British online betting exchange operator Betfair is considering abandoning its Australian base in Tasmania in favour of a mainland location after being excluded from recent state tax concessions.
Betfair was granted permission to operate from the island state jurisdiction four years ago and its current license is due to expire at end of next year. However, it was recently excluded from legislation that eliminated tax for online bookmakers operating in the jurisdiction in exchange for an annual fee of approximately $231,000.
“One of the things that the board has asked the management team to do is to explore other options,” said Andrew Twaits, Chief Executive Officer for Betfair Australia.
“As you would expect, the environment in Australia is very different now than it was four years or so ago when we were trying to get a licence here in Australia, so we'll just see how it goes. Everything is open for consideration at this stage; some jurisdictions have advantages over others.”
Twaits stated that the tax concession now being offered by Tasmania would stir considerable interest from online bookmakers from around the world.

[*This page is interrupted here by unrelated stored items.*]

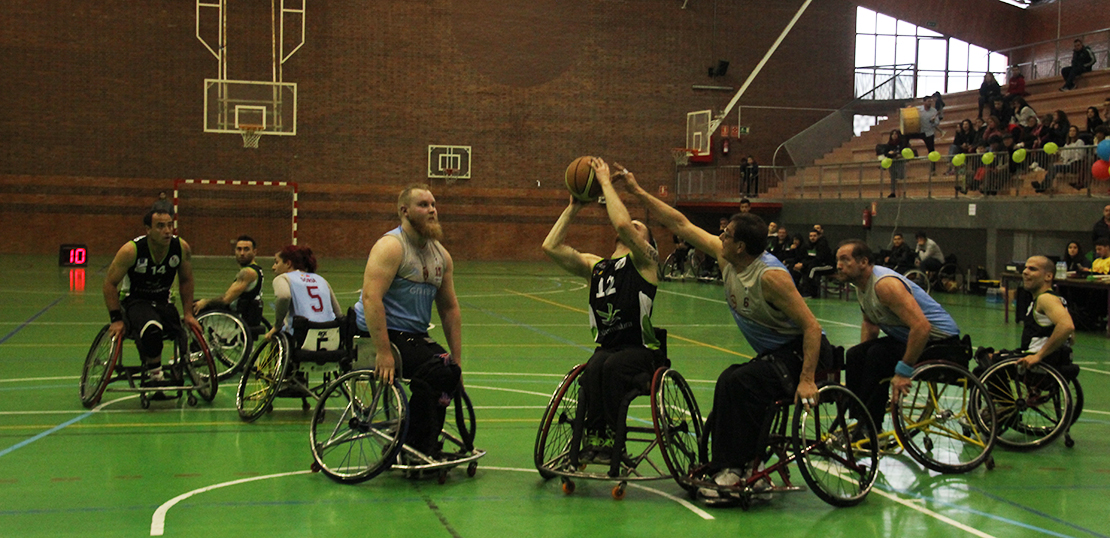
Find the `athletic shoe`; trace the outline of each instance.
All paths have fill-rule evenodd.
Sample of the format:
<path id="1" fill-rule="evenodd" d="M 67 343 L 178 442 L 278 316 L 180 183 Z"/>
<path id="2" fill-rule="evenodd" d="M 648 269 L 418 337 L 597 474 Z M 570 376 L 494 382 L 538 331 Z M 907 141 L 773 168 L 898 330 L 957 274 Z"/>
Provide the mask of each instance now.
<path id="1" fill-rule="evenodd" d="M 713 483 L 724 487 L 739 487 L 743 484 L 745 474 L 746 473 L 741 469 L 724 469 L 713 475 Z M 727 491 L 710 487 L 698 488 L 698 496 L 703 499 L 735 497 L 735 495 L 731 495 Z"/>

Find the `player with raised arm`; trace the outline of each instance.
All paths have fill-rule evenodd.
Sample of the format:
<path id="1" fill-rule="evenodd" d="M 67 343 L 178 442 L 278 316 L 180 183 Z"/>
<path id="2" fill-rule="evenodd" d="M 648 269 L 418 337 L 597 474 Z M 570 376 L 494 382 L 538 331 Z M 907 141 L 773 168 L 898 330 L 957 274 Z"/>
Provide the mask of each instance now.
<path id="1" fill-rule="evenodd" d="M 235 262 L 239 272 L 223 295 L 213 299 L 198 300 L 193 309 L 197 314 L 209 308 L 230 308 L 239 314 L 247 326 L 262 324 L 262 285 L 265 277 L 262 267 L 255 263 L 255 242 L 249 235 L 235 240 Z"/>

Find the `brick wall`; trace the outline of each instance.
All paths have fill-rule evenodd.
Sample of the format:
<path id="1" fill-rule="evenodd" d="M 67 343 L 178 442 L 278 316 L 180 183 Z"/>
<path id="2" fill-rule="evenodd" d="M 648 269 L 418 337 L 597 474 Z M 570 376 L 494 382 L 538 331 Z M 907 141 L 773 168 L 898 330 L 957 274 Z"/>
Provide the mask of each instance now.
<path id="1" fill-rule="evenodd" d="M 731 98 L 691 85 L 738 88 L 797 7 L 689 4 L 310 2 L 306 43 L 284 66 L 299 85 L 298 134 L 247 150 L 236 135 L 202 132 L 202 81 L 216 60 L 194 35 L 192 2 L 11 0 L 0 36 L 0 252 L 53 252 L 62 240 L 114 250 L 142 232 L 134 223 L 173 179 L 208 178 L 299 183 L 302 239 L 361 257 L 393 222 L 391 197 L 425 180 L 427 145 L 457 144 L 473 147 L 472 179 L 433 183 L 456 256 L 537 259 L 565 203 L 567 163 L 599 154 L 649 188 L 669 183 L 685 113 Z M 815 2 L 741 104 L 847 102 L 852 5 Z M 257 9 L 229 15 L 229 49 L 245 58 L 229 77 L 257 73 L 269 21 Z M 719 59 L 728 75 L 709 79 Z M 745 115 L 752 134 L 732 141 L 732 158 L 769 163 L 822 116 Z M 105 190 L 89 194 L 96 188 Z M 606 237 L 597 252 L 611 246 L 603 217 L 584 227 Z M 202 250 L 226 241 L 193 236 Z"/>

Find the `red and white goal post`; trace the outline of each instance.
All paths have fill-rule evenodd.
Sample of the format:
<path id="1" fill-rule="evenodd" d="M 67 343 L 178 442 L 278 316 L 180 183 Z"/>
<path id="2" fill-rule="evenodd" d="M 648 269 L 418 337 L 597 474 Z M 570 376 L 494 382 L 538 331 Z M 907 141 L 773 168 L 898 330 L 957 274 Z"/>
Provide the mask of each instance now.
<path id="1" fill-rule="evenodd" d="M 232 254 L 240 235 L 255 240 L 263 259 L 297 244 L 293 182 L 179 179 L 173 182 L 173 208 L 174 229 L 196 256 Z"/>

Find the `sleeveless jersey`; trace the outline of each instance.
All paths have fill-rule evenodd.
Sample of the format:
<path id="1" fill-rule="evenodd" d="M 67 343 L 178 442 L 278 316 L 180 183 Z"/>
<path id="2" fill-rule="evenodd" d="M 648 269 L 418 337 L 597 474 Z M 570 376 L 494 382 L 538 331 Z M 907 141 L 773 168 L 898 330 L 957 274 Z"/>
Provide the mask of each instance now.
<path id="1" fill-rule="evenodd" d="M 293 316 L 315 322 L 335 319 L 335 311 L 331 307 L 331 286 L 324 277 L 303 271 L 289 271 L 285 277 L 289 281 L 289 295 L 292 297 L 289 314 L 285 316 L 285 332 L 293 332 Z"/>
<path id="2" fill-rule="evenodd" d="M 644 279 L 628 254 L 594 264 L 590 275 L 590 330 L 603 348 L 659 349 L 651 326 L 656 286 Z"/>
<path id="3" fill-rule="evenodd" d="M 235 299 L 234 308 L 244 320 L 251 323 L 255 317 L 262 315 L 262 284 L 265 282 L 265 277 L 262 274 L 262 267 L 257 263 L 251 262 L 243 268 L 254 271 L 255 279 L 254 283 L 243 290 L 238 299 Z"/>
<path id="4" fill-rule="evenodd" d="M 1021 330 L 1021 349 L 1029 353 L 1040 351 L 1048 342 L 1048 337 L 1052 336 L 1052 332 L 1056 330 L 1056 325 L 1052 323 L 1051 319 L 1048 319 L 1048 316 L 1037 312 L 1037 300 L 1045 294 L 1059 299 L 1064 308 L 1068 306 L 1067 300 L 1051 291 L 1046 291 L 1029 302 L 1029 309 L 1025 311 L 1025 319 L 1022 320 L 1025 328 Z M 1071 347 L 1071 342 L 1065 342 L 1064 347 Z"/>
<path id="5" fill-rule="evenodd" d="M 401 243 L 404 252 L 397 275 L 382 298 L 385 306 L 387 329 L 424 334 L 432 322 L 432 303 L 447 270 L 447 250 L 434 239 L 423 248 L 410 241 L 404 228 L 398 226 L 385 234 Z M 362 295 L 355 303 L 358 328 L 366 330 L 366 313 L 362 308 Z"/>
<path id="6" fill-rule="evenodd" d="M 176 235 L 170 239 L 166 255 L 155 260 L 150 253 L 147 236 L 131 240 L 135 244 L 135 263 L 127 270 L 129 282 L 128 299 L 169 302 L 170 288 L 177 277 L 181 265 L 181 239 Z"/>
<path id="7" fill-rule="evenodd" d="M 925 290 L 894 270 L 886 267 L 875 267 L 871 271 L 871 278 L 867 280 L 867 285 L 863 288 L 856 288 L 856 292 L 863 315 L 867 316 L 867 319 L 871 320 L 872 323 L 878 325 L 883 332 L 900 342 L 909 341 L 910 338 L 910 328 L 894 314 L 893 310 L 880 303 L 879 297 L 875 294 L 875 284 L 884 278 L 898 279 L 913 295 L 917 306 L 925 314 L 925 319 L 929 320 L 929 324 L 932 325 L 929 330 L 929 340 L 960 335 L 960 328 L 956 325 L 956 320 L 952 319 L 952 316 L 944 310 L 944 307 L 940 306 L 940 303 L 929 297 Z"/>
<path id="8" fill-rule="evenodd" d="M 756 353 L 775 351 L 797 339 L 802 329 L 763 296 L 763 275 L 767 271 L 786 271 L 786 266 L 769 252 L 760 254 L 751 265 L 737 273 L 731 263 L 722 267 L 725 298 L 732 319 Z"/>

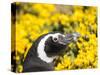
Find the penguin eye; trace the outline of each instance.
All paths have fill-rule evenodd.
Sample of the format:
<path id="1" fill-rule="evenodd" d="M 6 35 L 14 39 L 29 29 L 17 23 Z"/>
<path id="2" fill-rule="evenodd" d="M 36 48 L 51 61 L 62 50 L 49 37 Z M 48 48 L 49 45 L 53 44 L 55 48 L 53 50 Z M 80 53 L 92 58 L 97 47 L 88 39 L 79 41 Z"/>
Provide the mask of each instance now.
<path id="1" fill-rule="evenodd" d="M 53 41 L 54 41 L 54 42 L 57 42 L 57 41 L 58 41 L 58 39 L 55 37 L 55 38 L 53 38 Z"/>

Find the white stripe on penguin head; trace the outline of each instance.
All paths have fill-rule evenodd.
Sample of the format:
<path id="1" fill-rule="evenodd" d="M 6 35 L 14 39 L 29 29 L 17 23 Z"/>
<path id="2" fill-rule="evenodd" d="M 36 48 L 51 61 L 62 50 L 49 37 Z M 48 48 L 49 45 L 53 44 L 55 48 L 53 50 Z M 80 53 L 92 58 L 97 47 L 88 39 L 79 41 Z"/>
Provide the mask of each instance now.
<path id="1" fill-rule="evenodd" d="M 58 37 L 58 35 L 61 35 L 60 33 L 55 33 L 55 34 L 47 34 L 43 39 L 41 39 L 41 41 L 39 42 L 39 45 L 37 47 L 37 53 L 38 53 L 38 57 L 47 62 L 47 63 L 51 63 L 57 56 L 55 57 L 48 57 L 46 52 L 44 51 L 45 48 L 45 42 L 49 37 Z"/>

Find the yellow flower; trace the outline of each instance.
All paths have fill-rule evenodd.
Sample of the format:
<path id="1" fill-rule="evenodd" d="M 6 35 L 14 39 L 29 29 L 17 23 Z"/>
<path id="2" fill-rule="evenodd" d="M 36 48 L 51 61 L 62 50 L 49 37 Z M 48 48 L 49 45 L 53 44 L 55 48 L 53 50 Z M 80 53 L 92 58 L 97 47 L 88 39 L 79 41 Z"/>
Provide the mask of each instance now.
<path id="1" fill-rule="evenodd" d="M 71 64 L 71 59 L 69 57 L 67 57 L 66 55 L 64 55 L 63 61 L 62 61 L 63 65 L 65 67 L 70 66 Z"/>
<path id="2" fill-rule="evenodd" d="M 17 56 L 15 57 L 15 60 L 16 60 L 16 61 L 19 61 L 19 60 L 20 60 L 20 57 L 17 55 Z"/>
<path id="3" fill-rule="evenodd" d="M 40 15 L 40 17 L 43 17 L 43 18 L 48 18 L 50 16 L 50 13 L 46 10 L 43 10 Z"/>
<path id="4" fill-rule="evenodd" d="M 57 71 L 62 70 L 62 69 L 64 69 L 64 66 L 61 63 L 59 63 L 58 66 L 55 67 L 55 70 L 57 70 Z"/>
<path id="5" fill-rule="evenodd" d="M 23 66 L 22 65 L 18 65 L 18 72 L 22 72 L 23 71 Z"/>
<path id="6" fill-rule="evenodd" d="M 82 59 L 77 58 L 77 59 L 75 59 L 74 63 L 75 63 L 75 65 L 77 65 L 78 67 L 81 67 L 81 66 L 82 66 Z"/>
<path id="7" fill-rule="evenodd" d="M 69 17 L 68 15 L 64 15 L 64 14 L 60 15 L 60 16 L 59 16 L 59 19 L 60 19 L 62 25 L 66 25 L 66 23 L 67 23 L 68 21 L 70 21 L 70 20 L 69 20 L 70 17 Z"/>
<path id="8" fill-rule="evenodd" d="M 43 7 L 48 11 L 48 12 L 53 12 L 56 10 L 55 5 L 53 4 L 43 4 Z"/>
<path id="9" fill-rule="evenodd" d="M 16 41 L 16 50 L 23 54 L 28 44 L 28 39 L 20 39 Z"/>

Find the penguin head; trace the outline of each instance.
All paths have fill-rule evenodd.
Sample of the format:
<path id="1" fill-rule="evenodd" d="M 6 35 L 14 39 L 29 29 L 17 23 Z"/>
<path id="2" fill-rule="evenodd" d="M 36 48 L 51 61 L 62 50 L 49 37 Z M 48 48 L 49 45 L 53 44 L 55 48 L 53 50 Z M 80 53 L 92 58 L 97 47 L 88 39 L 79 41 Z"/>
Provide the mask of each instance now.
<path id="1" fill-rule="evenodd" d="M 66 37 L 61 33 L 50 34 L 51 36 L 45 41 L 44 50 L 47 53 L 47 56 L 57 56 L 63 53 L 64 49 L 67 46 Z M 49 35 L 48 35 L 49 36 Z"/>
<path id="2" fill-rule="evenodd" d="M 74 41 L 73 34 L 66 36 L 59 32 L 52 32 L 43 35 L 37 46 L 38 57 L 47 62 L 52 61 L 62 54 L 72 41 Z"/>

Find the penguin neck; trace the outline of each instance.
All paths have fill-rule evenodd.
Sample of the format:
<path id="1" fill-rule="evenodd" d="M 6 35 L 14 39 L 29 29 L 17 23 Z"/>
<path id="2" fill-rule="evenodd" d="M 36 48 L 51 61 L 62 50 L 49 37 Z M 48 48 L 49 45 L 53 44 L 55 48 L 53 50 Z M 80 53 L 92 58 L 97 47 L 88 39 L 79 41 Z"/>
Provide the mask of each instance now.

“Most of the online gambling operators are based around Europe,” Twaits told Australian broadcaster ABC.
“Tax rates around the world are only going one way and that's down. Look at jurisdictions like Malta and Gibraltar. Tasmania becomes all of a sudden competitive with all of those jurisdictions. And one of the advantages that Tasmania has over any other jurisdiction in Australia is that, once you are licensed in Tasmania, you are able to advertise into the UK.”
Betfair currently employs 115 people at its Hobart headquarters and Michael Aird, Treasurer for Tasmania, revealed that the Government would be doing all it could to keep the UK-owned firm on the island while also attracting other corporate bookmakers.
“We have to ensure that we provide opportunities for people to be employed,” said Aird.
“These corporate bookmakers, if they decide to relocate to Tasmania or be established in Tasmania, would be bringing with them very large teams of people and in terms of employment opportunities could start another industry in Tasmania.”